Quase todo mundo já ouviu falar nos valores de uso e de troca que Marx atribuiu aos objetos feitos pelo homem. Quando uma coisa vira uma mercadoria levada ao mercado, ela tem um valor de troca. Mas antes disso, ela tem um valor de uso, à medida que se torna útil a alguém. Uma pedra, por exemplo, pode prender uma pilha de papéis, enfeitar uma mesa de centro, sacrificar um passarinho ou uma iraniana. Pode também, utilidade suprema, surgir de repente no meio do caminho do poeta.
Não sei por que uma pessoa não teria valor de uso. Podemos não ser mercadoria, mas somos sempre de alguma utilidade para alguém. Pode ter coisa melhor do que se deixar usar e abusar pela pessoa amada? E a mãe que entrega o peito ao uso do filho? Por que temos medo de ser coisas? Em que somos melhores do que um pão ou um martelo?
Um psicanalista, por exemplo, dá-se ao uso pela transferência. Um pintor, um jornalista, valem pela utilidade do seu trabalho. Passam também a ter valor de troca, quando estipulam seu preço no mercado.
O estatuto de coisa, aliás, seria até honorífico para muita gente sem qualquer utilidade que anda por aí. Políticos, bandidos, simples parasitas que nunca bateram um prego numa barra de sabão.

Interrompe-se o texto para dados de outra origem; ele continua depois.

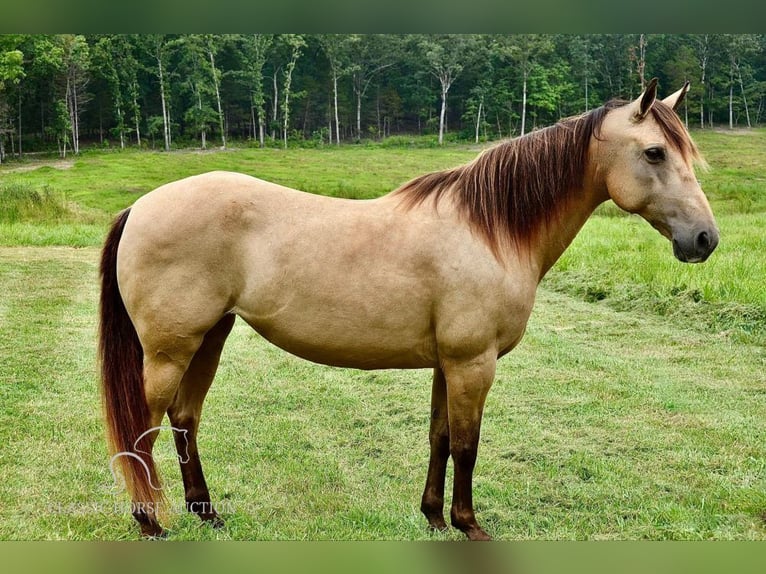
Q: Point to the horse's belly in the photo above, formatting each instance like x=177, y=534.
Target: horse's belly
x=358, y=332
x=350, y=344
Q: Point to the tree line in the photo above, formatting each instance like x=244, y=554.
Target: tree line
x=162, y=91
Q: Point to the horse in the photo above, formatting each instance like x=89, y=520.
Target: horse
x=440, y=273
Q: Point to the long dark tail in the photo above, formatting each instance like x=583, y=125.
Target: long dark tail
x=122, y=379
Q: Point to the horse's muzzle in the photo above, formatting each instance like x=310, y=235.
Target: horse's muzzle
x=697, y=247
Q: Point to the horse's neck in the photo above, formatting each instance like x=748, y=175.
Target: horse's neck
x=553, y=238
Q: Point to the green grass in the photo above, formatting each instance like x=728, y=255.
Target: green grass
x=634, y=408
x=601, y=425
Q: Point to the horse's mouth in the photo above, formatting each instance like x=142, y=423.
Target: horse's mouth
x=685, y=257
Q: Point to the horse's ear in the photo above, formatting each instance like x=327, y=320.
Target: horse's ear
x=645, y=101
x=674, y=100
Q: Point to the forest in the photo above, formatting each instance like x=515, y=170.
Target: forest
x=64, y=92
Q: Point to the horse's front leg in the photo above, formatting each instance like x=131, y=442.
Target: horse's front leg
x=432, y=504
x=468, y=382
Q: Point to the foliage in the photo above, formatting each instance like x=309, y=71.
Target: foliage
x=278, y=85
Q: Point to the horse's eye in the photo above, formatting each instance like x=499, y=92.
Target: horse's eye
x=654, y=154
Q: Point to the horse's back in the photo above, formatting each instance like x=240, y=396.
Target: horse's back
x=356, y=283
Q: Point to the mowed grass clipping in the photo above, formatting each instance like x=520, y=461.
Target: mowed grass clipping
x=601, y=425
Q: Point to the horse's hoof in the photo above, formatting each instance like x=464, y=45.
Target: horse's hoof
x=154, y=534
x=437, y=524
x=215, y=522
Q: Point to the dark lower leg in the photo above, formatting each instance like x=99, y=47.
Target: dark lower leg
x=196, y=492
x=462, y=513
x=432, y=503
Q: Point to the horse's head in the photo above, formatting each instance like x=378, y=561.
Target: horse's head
x=644, y=156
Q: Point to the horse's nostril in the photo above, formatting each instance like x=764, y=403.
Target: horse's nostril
x=703, y=241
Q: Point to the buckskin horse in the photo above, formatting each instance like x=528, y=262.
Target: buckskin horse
x=441, y=273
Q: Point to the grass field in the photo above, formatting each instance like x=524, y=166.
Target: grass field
x=635, y=408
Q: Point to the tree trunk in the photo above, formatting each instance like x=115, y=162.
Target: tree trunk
x=702, y=95
x=731, y=98
x=478, y=120
x=443, y=113
x=19, y=124
x=524, y=104
x=744, y=98
x=275, y=106
x=165, y=114
x=218, y=99
x=335, y=102
x=358, y=116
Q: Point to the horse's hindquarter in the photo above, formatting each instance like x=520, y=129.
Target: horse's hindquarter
x=340, y=282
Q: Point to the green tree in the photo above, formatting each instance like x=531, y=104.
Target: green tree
x=446, y=55
x=254, y=52
x=11, y=73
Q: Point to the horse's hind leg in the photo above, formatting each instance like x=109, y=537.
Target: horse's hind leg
x=184, y=414
x=432, y=504
x=162, y=376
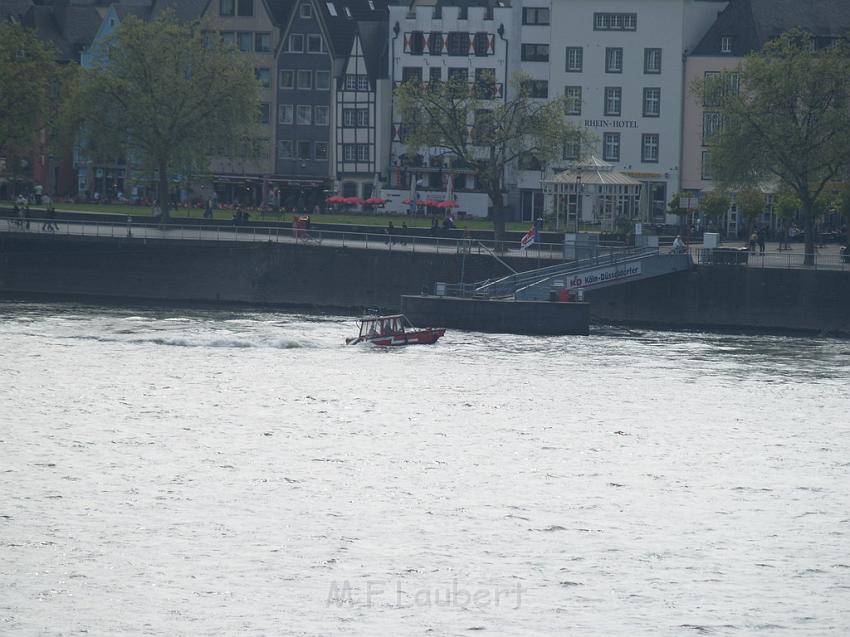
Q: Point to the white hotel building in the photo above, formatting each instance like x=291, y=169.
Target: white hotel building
x=620, y=63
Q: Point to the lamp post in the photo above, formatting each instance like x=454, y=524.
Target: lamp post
x=579, y=193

A rigor, nossa entrada no mundo se dá “no meio das coisas” (in media res). É preciso ralar muito para adquirirmos um mínimo de consciência histórica que nos leve a descobrir um modo próprio de ser. No fim de tudo, voltamos a ser coisa, matéria orgânica de muita utilidade. E alguns de nós continuarão a ser coisas úteis na memória das gerações.